List of bus lines in 1988 (night lines in 1985):
- 51: Kołłątaja Pętla – Osiedle Arkonia
- 52: Police Szkoła – Wyspa Pucka
- 53: Gocław-Osiedle Bukowe
- 54: Żydowce-Osiedle Arkonskie
- 55: Zdunowo – Basen Górniczy
- 56: Osiedle Kasztanowe – Heyki
- 57: Kołłątaja – Warszewo
- 58: Stocznia Warskiego – Gocław
- 59: Golęcino – Elektrownia Pomorzany
- 60: Stocznia Warskiego – Autostrada Poznańska
- 61: Dworzec Główny PKP – Klucz
- 62: Basen Górniczy – Wielgowo
- 63: Kołłątaja – Skolwin
- 64: Kniewska – Klucz-Autostrada
- 65: Studzienna – Osiedle Słoneczne
- 66: Osiedle Słoneczne – Klucz
- 67: Ludowa – Karola Miarki
- 68: Stocznia Warskiego – Pomorzany-Dobrzyńska
- 69: Basen Górniczy – Zakłady Mięsne
- 70: Zakłady Mleczarskie – Jezierzyce
- 71: Osiedle Arkońskie – Osiedle Słoneczne
- 72: Basen Górniczy – Śmierdnica
- 73: Basen Górniczy – Zdunowo Dworzec
- 74: Basen Górniczy – Osiedle Bukowe
- 75: Krzekowo – Dworzec Główny PKP
- 76: Osiedle Kaliny – Nabrzeże "Ewa"
- 77: Osiedle Słoneczne – Osiedle Kasztanowe
- 79: Basen Górniczy – Jezierzyce
- 101: Jasienica – Plac Rodła
- 102: Gocław – Police Szkoła
- 103: Głębokie – Zakłady Chemiczne
- 104: Podjuchy – Elektrownia Dolna Odra
- 105: Dobra Szczecińska – Łukasińskiego Ogrody
- 106: Jasienica – Police Rynek
- 107: Osiedle Chemik – Plac Rodła
- 108: Mierzyn – Przecław
- 109: Police Szkoła – Police Rynek
- 110: Gryfino (Piastów) – Elektrownia Dolna Odra
- 111: Zajezdnia Police – Police Rynek
- ': Zajezdnia Klonowica – Osiedle Słoneczne
- ': Gocław – Police (ul.
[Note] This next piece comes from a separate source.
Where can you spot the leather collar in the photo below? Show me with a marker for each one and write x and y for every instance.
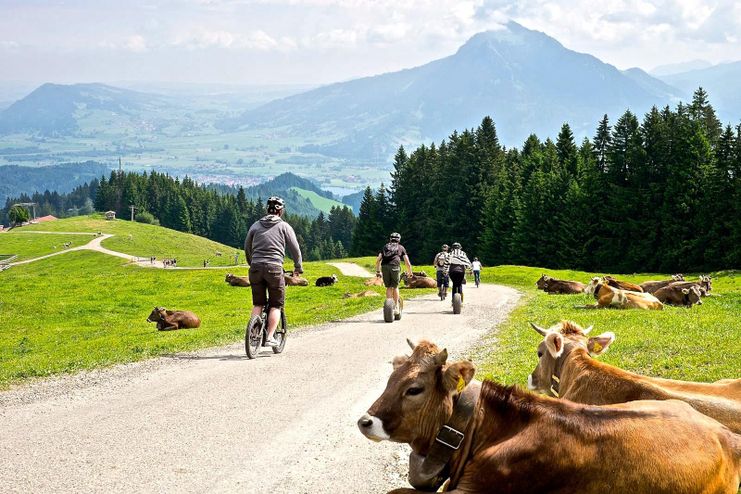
(427, 473)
Grzybowa)
- ': Osiedle Chemik – Zajezdnia Dąbie.

==Lines==
===Normal lines===
Normal bus routes are the largest part of bus transport and consist of 54 lines, numbered from 51 to 124.

===Fast lines===
Bus transport in Szczecin has also five fast lines, marked A, B, C, G and H.

===Night lines===
There are 14 night bus lines. Since 1996, night bus lines have been running instead of night tram lines.